The U.S. Postal Service is not the only trusted public entity that wants to sell off its buildings to private interests and in so doing reduce its services.

New York City’s Brooklyn Public Library wants to sell off part of its branch in upscale Brooklyn Heights to real estate developers http://brooklynheightsblog.com/archives/56474/

So what does this have to do with the USPS?

Everything.

Congress has been  unable or more likely unwilling (apparently in the House of Representatives) to solve or at least ameliorate the USPS’s desperate financial problel ms. That has forced the postal service to think it must sell off facilities across the country some of which have been classified as landmarks or at least have historical significance http://santamonica.patch.com/articles/historic-post-office-will-close-soon.

The postal service believes these building sales might raise as much as $20 billion. The USPS bleeds way more than this in a single quarter.

Meanwhile, many proposed closures have been shown to disproportionally affect the poor and elderly as in the Bronx, New York and elsewhere. They also pick on rural dwellers.

Yes it is true the postal service does have a lot of excess space and a bloated workforce at a time when mail volume is declining. So maybe it could withstand some downsizing.

But many individuals both inside and outside the government often see the postal service’s troubles  as an opportunity to make money, disregarding the public good the USPS provides in every corner of the country.
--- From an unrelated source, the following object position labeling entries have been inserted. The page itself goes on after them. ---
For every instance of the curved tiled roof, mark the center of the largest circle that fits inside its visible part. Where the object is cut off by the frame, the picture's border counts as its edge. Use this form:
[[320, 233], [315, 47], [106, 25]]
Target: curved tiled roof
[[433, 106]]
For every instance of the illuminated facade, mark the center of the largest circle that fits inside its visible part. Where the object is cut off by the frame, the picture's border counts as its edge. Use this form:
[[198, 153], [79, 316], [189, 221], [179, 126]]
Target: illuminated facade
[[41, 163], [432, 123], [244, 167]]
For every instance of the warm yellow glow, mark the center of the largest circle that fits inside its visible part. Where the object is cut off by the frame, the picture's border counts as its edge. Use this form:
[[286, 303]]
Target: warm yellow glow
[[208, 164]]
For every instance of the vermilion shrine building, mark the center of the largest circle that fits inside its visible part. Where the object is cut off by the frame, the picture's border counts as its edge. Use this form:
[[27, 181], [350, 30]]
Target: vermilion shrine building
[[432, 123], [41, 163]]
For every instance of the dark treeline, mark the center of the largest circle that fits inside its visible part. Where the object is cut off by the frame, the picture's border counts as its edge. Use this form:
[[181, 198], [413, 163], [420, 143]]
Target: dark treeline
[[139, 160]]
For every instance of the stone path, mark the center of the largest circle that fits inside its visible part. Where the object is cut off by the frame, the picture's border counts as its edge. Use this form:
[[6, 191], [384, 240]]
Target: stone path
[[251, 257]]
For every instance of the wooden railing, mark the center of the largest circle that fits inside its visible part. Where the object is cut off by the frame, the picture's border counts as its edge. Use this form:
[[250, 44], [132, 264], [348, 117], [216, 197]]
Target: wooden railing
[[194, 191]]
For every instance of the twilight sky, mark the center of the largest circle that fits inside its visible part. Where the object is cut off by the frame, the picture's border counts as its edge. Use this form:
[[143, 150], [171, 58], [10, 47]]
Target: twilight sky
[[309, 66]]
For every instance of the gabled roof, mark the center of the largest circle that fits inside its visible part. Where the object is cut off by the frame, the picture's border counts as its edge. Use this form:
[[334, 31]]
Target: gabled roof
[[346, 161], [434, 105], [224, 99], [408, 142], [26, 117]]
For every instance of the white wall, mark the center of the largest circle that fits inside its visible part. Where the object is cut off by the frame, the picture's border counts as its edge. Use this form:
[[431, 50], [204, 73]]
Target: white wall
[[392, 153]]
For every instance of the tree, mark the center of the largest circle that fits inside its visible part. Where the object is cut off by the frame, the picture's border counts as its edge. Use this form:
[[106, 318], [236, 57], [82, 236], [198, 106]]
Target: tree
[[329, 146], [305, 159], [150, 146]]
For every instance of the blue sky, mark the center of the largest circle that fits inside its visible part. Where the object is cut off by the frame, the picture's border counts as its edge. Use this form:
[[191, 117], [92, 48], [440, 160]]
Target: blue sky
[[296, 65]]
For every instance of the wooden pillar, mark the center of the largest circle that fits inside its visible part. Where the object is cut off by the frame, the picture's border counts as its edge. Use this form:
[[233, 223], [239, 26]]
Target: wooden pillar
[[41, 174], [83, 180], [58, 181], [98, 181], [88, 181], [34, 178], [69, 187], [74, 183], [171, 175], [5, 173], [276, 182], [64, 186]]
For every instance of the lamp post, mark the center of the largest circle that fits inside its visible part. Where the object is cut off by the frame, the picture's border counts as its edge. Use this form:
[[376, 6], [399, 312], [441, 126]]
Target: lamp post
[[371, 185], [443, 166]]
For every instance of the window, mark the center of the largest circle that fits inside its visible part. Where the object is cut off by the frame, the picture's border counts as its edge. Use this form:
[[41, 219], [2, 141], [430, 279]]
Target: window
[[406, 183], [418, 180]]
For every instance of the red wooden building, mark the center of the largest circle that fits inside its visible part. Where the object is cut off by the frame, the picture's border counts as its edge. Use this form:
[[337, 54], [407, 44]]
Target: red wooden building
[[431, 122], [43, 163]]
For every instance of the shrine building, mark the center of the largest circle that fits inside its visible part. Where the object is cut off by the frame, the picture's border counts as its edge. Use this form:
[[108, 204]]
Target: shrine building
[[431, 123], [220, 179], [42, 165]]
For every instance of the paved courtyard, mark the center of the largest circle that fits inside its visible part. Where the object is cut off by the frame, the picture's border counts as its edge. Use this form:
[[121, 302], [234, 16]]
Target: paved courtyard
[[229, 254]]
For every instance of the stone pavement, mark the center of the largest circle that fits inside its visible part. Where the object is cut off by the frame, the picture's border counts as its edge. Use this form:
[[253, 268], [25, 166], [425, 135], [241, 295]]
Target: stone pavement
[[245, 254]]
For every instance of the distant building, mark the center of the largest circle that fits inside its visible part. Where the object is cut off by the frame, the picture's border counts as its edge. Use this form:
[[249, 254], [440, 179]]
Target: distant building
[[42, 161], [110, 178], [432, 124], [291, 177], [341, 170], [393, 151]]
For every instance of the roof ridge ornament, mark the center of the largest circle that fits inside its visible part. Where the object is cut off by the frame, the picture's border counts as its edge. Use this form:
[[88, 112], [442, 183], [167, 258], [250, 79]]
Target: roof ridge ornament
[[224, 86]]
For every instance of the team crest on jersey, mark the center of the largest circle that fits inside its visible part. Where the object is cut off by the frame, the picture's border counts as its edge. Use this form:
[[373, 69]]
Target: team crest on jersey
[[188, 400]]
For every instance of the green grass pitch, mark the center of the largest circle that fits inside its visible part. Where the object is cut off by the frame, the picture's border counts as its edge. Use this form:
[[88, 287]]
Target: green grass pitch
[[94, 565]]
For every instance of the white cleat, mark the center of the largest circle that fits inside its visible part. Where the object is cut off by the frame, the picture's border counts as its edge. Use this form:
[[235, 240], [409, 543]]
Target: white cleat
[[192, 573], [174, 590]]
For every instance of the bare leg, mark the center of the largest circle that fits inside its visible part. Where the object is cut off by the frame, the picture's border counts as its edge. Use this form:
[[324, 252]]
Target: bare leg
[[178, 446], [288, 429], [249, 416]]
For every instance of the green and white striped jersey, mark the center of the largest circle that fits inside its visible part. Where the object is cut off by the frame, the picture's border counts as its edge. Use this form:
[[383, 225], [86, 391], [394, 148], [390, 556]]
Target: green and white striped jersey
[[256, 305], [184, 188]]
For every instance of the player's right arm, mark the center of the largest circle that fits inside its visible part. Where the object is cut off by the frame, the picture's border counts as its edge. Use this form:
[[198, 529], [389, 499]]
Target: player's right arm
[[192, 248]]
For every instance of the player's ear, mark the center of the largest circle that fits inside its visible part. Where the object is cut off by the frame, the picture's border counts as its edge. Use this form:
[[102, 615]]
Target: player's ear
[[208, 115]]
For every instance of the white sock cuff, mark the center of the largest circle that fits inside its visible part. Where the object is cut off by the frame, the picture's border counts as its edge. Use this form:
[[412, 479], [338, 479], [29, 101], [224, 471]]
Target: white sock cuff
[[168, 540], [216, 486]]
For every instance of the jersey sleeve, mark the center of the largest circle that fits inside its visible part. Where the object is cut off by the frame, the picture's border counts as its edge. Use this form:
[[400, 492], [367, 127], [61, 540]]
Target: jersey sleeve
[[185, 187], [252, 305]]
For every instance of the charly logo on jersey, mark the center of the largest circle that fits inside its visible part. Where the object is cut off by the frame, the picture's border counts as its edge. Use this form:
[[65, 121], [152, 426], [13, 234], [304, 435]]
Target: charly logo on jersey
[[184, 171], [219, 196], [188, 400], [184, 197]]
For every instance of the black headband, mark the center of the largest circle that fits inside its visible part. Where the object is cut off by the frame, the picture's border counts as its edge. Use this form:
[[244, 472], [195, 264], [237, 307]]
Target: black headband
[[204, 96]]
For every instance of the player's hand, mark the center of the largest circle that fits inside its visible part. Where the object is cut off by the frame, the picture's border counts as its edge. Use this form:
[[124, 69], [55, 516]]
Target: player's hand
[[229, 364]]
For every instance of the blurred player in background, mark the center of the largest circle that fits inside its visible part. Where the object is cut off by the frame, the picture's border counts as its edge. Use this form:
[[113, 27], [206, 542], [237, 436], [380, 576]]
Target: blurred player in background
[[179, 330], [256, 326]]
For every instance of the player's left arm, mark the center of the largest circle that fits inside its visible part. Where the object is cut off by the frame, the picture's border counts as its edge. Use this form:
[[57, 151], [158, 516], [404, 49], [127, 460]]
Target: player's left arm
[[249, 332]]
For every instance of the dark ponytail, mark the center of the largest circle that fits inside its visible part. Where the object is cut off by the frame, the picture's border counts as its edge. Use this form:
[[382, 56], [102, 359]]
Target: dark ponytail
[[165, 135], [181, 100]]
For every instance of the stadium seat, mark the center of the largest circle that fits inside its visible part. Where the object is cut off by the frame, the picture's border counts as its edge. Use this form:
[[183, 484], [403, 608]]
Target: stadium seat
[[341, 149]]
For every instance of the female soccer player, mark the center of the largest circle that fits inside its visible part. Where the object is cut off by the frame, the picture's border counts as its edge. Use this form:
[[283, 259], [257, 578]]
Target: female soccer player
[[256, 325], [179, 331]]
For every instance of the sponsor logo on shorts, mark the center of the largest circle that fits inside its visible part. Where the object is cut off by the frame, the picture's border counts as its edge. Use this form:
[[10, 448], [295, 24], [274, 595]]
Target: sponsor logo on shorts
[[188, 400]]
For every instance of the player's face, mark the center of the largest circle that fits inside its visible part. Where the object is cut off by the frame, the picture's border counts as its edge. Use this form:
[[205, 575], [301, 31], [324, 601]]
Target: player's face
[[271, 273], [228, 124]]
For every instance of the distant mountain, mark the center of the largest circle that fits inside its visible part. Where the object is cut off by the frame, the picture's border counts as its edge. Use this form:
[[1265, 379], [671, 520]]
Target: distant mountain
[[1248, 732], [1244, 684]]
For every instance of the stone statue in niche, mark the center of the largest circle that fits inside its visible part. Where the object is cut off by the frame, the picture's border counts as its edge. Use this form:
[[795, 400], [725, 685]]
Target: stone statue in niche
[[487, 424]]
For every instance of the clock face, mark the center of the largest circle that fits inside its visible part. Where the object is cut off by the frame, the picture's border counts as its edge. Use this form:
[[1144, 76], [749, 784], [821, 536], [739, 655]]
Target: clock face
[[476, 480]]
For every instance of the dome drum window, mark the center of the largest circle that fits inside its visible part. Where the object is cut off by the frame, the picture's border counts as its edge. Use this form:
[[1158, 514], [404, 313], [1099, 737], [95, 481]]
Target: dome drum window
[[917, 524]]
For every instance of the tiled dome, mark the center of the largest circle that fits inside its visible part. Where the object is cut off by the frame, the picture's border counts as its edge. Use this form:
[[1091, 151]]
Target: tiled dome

Same deal with the public libraries.

According to WNYC radio, real estate developers, short of new land to exploit, are targeting libraries for the next wave of development http://www.wnyc.org/articles/wnyc-news/2013/mar/18/libraries-eyed-ripe-development/.

Short of cash and working under a city administration more keen on the interests of real estate than on providing needed, if unglamorous public services, it’s no wonder the BPL is tempted to sell off its physical plants.

The parallels with the USPS are unmistakable and chilling.